Written By Isobel Henley


From a young age, we are told presents are essential to Christmas; from writing our letters to Santa, to wading round the herds of equally stressed shoppers in the aisles of John Lewis on 24th December. All the chaos really does beg the question of for what are we participating in this?


The answer is, quite simply, because we’re told we ‘need’ to, not out of genuine desire to give your aunt a salt and pepper grinder set, but because the weeks, and months, leading up to Christmas are full of ‘top 25 Christmas presents you can’t go wrong with’, perpetuated by the media. We’re fed a false narrative of a ‘perfect’ Christmas day; being full of gifts for your loved ones.
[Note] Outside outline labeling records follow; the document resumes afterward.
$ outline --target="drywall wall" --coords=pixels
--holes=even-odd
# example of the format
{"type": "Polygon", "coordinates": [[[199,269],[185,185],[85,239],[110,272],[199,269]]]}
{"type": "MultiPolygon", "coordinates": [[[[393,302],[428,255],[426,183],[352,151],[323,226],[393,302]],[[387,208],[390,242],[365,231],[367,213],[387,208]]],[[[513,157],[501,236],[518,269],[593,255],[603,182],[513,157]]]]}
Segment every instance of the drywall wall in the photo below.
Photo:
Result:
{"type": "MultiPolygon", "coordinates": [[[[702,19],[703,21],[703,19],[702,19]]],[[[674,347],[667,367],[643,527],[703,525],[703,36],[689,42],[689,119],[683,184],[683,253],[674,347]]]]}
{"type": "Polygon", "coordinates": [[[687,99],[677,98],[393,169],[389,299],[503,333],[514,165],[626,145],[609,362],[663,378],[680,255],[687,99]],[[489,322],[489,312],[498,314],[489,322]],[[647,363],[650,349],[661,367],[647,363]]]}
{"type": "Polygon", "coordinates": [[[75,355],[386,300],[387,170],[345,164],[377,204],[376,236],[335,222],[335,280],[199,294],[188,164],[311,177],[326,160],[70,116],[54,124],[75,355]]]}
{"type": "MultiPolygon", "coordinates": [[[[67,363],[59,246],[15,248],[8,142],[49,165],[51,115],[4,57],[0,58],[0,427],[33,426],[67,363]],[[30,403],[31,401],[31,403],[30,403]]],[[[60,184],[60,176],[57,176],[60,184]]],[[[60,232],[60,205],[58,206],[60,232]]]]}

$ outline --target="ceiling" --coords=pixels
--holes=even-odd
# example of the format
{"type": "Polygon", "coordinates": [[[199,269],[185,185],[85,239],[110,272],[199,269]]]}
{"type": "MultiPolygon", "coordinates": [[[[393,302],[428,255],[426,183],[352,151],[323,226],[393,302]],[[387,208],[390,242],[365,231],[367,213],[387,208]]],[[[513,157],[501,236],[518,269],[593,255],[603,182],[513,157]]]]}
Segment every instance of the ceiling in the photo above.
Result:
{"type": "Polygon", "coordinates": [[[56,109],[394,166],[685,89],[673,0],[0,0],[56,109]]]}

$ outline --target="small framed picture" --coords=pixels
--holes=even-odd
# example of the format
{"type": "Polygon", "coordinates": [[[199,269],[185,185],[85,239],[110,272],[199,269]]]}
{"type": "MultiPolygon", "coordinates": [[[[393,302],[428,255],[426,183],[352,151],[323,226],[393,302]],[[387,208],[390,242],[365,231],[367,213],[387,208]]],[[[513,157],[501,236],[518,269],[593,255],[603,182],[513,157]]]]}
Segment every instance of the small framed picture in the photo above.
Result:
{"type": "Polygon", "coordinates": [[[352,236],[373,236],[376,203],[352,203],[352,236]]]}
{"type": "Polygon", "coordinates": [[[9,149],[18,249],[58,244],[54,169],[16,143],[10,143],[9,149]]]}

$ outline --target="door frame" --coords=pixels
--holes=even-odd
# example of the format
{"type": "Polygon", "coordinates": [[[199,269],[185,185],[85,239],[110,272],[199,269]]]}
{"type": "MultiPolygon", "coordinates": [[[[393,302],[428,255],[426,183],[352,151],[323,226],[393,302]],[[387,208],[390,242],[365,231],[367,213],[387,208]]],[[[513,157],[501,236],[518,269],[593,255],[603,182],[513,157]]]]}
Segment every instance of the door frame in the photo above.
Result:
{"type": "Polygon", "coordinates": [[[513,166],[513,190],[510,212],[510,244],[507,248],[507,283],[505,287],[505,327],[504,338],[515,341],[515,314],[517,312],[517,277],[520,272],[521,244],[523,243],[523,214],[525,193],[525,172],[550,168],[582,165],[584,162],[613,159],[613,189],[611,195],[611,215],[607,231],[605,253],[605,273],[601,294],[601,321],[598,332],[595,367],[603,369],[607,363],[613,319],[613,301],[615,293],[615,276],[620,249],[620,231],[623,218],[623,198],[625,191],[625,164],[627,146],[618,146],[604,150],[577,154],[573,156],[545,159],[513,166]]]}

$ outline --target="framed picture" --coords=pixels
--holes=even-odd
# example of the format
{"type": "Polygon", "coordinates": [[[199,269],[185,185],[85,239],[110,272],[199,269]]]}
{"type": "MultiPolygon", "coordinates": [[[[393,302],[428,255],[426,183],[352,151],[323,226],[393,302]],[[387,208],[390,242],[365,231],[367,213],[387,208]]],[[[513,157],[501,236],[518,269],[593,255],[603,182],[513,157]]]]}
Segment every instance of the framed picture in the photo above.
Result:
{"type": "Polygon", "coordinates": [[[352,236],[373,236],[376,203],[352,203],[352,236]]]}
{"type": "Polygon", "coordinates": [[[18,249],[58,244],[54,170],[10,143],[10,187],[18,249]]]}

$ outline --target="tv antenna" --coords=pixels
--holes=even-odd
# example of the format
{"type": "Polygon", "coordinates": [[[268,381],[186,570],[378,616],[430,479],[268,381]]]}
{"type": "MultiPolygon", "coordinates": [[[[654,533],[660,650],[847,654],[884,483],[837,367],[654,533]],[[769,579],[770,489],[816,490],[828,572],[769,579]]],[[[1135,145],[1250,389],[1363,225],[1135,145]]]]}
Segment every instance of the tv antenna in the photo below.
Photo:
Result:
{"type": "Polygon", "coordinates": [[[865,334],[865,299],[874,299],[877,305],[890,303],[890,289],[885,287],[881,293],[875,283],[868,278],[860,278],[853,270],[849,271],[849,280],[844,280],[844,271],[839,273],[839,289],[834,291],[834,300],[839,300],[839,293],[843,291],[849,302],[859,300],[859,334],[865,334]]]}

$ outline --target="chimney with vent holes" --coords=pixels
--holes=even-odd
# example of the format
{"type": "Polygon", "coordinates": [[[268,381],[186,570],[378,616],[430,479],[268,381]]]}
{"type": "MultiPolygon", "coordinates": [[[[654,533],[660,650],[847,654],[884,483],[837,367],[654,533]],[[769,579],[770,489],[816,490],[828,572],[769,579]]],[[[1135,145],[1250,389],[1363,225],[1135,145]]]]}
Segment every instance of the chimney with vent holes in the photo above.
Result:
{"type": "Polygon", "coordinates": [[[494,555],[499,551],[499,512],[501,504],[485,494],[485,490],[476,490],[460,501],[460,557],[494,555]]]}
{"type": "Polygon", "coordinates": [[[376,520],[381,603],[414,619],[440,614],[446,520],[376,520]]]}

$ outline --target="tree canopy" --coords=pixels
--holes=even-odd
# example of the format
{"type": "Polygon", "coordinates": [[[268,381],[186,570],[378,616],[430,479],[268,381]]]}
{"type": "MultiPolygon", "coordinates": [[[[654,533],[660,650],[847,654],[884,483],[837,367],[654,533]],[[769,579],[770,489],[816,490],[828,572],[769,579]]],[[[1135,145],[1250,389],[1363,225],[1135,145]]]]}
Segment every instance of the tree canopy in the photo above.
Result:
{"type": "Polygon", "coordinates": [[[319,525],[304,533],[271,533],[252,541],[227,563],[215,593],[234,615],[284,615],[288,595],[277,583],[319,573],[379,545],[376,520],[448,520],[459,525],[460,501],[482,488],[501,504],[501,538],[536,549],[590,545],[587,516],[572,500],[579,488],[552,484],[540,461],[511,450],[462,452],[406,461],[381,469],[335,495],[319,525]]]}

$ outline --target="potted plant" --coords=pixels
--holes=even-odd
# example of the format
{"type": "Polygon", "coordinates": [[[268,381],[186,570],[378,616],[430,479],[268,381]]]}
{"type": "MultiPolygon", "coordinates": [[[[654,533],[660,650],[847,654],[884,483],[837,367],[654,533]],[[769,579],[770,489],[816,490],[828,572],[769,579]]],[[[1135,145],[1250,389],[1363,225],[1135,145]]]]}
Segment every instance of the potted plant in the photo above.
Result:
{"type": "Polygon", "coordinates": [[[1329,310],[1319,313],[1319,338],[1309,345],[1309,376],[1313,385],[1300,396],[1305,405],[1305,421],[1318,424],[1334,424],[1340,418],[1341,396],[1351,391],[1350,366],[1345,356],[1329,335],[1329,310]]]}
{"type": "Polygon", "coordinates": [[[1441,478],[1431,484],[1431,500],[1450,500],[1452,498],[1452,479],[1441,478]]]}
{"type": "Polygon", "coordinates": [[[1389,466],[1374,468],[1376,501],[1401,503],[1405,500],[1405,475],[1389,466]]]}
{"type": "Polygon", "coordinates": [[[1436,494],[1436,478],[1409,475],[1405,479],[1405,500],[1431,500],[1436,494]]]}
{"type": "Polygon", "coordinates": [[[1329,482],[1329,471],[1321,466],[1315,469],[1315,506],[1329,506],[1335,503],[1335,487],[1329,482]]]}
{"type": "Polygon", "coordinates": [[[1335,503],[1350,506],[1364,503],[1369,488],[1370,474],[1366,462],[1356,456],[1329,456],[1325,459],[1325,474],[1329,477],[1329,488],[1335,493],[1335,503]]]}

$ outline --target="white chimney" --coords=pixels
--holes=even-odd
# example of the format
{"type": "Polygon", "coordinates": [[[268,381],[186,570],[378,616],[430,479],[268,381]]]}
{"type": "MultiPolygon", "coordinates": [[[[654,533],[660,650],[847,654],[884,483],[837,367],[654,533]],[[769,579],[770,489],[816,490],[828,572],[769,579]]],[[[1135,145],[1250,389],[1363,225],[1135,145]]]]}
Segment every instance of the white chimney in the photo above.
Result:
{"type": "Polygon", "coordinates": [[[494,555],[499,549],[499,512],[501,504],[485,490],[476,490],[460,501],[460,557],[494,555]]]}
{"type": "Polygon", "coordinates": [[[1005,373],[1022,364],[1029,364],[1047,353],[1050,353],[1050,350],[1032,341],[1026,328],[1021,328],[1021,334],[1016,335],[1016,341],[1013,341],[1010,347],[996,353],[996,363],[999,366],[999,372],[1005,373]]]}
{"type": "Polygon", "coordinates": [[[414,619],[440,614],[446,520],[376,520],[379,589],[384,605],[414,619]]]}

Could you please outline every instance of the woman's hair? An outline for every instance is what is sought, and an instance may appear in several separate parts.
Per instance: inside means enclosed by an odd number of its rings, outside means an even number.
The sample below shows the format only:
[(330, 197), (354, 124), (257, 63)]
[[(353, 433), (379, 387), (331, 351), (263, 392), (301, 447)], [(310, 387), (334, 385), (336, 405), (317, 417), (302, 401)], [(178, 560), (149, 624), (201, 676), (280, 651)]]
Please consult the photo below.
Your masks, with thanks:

As someone who is guilty of excessive shopping, I understand the constant battle, exacerbated around Christmas time. Everyone wants to get their loved ones the ‘perfect gift’, but as many of you will know, money cannot buy happiness, hence presents at Christmas cannot gift you the ‘perfect Christmas day’. For many, presents or no presents, Christmas is a particularly difficult time.


And what happens after the day is over? We go back to the reality of the dark winter days, stuffed of Christmas food, with a broken bank balance and a collection of items we often don’t need.


Christmas is centre stage in the ever-advancing secularising society, aided by consumerism and capitalism. The social pressure of gift giving at Christmas has obvious environmental consequences; with more than 40% of people in the UK admitted to having thrown unwanted presents in the bin after the big event. By that statistic, almost half of gifts given at Christmas are in fact ‘token’ gifts.


No, this is not another minimalist rant aimed at bash capitalist societies, but rather a mere question of would Christmas really be the ‘light in the dark days of winter’ without our full stockings and ‘for the sake of it’ presents? Perhaps we need to start asking ourselves what the true meaning of Christmas is.


My view is that the secularisation of Christmas is part of a bigger issue: an increasingly perfectionist society that is focused on items to fill their anxieties. A belief that 'I will feel better with this new dress' or 'I will fit in more in these new jeans' or ‘I will be able to work harder with this fit bit’.


Maybe that’s true for a short time. But what happens when a new trend, gadget or societal demand pops up onto your phone screen? No amount of goods will feed the constant demand of consumers. We will always want more, always be told by the media we haven’t got enough.


Of course, sustainable fashion and lifestyle can be suggested to counter some of the issues of fast fashion and mass consumption. But the crisis of our insecure society stems from the demand, not supply of goods. Whether you buy or make the perfect dress, this does not banish desire, or make it simpler to get dressed in the morning.


With this understanding, perhaps we can use these observations of Christmas gift giving as a lesson for the new year.

I don’t think it’s necessary to advocate a ban on all shopping and buying yourself the dress you want to wear. I’m simply putting forward an alternative way to shop, whether it be at Christmas or starting the new year: mindful that this new dress isn’t going to feed the desire in the long term or be the ‘perfect gift’, as demand is endless. Perhaps instead focus on what feeds the hole in your soul you’re trying to fill with that competition of biggest pile of gifts under the Christmas tree.


Go into the new year with a mentality of gratitude for who you are, not what you have, or don’t have.